Magnetic North Pole is ‘skittering’ away from Canada, towards Siberia
Researchers say it is moving at an ‘unusually high speed of about 50 km per year’
Say Canada is essentially losing a magnetic tug-of-war with Siberia
Researchers around the world are scrambling to update global models relied on by GPS navigation systems
By MARK PRIGG
10 January 2019
Earth’s magnetic fields are shifting – and scientists are unsure why.
Researchers say the magnetic North Pole is ‘skittering’ away from Canada, towards Siberia.
The problem has got so bad, researchers around the world are scrambling to update a global model of the fields.
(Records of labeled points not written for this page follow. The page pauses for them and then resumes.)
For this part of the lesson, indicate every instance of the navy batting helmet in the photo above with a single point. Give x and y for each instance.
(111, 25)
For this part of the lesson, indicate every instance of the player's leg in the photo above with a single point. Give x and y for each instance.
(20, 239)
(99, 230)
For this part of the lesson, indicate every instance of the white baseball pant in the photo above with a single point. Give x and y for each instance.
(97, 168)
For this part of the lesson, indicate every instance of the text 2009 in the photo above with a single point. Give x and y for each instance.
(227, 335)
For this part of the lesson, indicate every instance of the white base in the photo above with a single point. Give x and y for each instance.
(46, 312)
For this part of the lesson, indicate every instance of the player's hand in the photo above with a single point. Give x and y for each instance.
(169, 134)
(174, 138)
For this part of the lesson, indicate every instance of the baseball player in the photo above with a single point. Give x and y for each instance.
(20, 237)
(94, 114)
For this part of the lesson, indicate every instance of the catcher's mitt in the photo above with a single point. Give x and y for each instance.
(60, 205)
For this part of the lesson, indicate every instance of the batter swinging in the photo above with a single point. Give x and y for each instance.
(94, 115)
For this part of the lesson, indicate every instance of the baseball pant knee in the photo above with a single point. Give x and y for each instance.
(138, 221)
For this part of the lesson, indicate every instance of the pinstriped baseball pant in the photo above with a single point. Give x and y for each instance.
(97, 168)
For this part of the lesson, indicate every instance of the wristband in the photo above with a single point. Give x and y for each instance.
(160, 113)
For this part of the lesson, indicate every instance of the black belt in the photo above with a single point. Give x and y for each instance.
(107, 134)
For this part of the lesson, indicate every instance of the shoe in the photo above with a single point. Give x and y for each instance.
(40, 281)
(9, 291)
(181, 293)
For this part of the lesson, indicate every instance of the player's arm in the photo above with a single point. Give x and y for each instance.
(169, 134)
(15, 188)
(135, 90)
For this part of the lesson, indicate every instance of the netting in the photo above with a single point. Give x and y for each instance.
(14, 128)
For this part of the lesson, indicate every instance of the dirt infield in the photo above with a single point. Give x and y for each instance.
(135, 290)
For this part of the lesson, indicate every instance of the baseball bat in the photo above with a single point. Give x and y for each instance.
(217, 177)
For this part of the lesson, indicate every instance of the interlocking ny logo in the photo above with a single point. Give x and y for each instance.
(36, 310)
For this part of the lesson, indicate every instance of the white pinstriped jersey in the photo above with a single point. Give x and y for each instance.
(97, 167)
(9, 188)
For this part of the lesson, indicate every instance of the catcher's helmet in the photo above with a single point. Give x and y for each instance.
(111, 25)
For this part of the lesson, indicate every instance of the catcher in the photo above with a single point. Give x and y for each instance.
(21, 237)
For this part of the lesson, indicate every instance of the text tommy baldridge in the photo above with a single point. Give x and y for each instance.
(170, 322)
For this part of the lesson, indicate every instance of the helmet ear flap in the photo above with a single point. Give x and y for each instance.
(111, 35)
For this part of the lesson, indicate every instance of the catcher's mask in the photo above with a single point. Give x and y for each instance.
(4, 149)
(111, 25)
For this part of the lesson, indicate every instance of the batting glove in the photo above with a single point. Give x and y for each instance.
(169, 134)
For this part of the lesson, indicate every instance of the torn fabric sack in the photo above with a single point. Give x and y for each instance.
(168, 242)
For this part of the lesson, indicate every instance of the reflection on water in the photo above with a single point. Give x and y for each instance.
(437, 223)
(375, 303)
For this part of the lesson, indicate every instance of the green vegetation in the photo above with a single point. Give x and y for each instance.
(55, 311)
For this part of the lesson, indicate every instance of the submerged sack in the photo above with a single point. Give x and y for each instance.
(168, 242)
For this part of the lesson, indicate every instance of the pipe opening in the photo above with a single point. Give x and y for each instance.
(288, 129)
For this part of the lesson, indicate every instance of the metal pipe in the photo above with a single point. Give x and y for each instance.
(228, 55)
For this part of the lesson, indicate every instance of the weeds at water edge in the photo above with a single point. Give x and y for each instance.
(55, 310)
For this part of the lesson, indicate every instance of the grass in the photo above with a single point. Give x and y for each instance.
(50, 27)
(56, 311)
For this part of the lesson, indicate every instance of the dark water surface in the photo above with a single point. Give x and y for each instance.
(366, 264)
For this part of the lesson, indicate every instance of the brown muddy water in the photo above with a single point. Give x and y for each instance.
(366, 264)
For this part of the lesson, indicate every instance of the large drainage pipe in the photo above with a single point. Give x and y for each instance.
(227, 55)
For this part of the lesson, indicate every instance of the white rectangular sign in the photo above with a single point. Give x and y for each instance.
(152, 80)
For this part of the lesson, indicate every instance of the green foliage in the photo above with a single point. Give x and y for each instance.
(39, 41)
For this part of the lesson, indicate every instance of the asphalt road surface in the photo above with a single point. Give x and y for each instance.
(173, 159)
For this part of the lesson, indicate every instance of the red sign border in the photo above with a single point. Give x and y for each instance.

Called the World Magnetic Model, it underlies all modern navigation, from the systems that steer ships at sea to Google Maps on smartphones.
The most recent version of the model came out in 2015, and it was supposed to last until 2020.
However, researchers say the magnetic field is changing so rapidly that they have to fix the model urgently.
It was due to be updated on the 15th January, but due to the US Government shutdown, that has already been delayed until the 30th.
The magnetic field is in a permanent state of flux.
Magnetic north wanders, and every few hundred thousand years the polarity flips so that a compass would point south instead of north.
‘The error is increasing all the time,’ Arnaud Chulliat, a geomagnetist at the University of Colorado Boulder and the National Oceanic and Atmospheric Administration’s (NOAA’s) National Centers for Environmental Information, told Nature.
‘In early 2018, as part of our regular assessment of the WMM, we found that the model exceeded its specification for declination only three years into the five-year WMM cycle,’ he told the American Geophysical Union meeting.
‘We investigated this error and tracked it down to the combined effect of a global geomagnetic acceleration pulse occurring in 2015-2016, and a fast-changing magnetic field in the North polar area.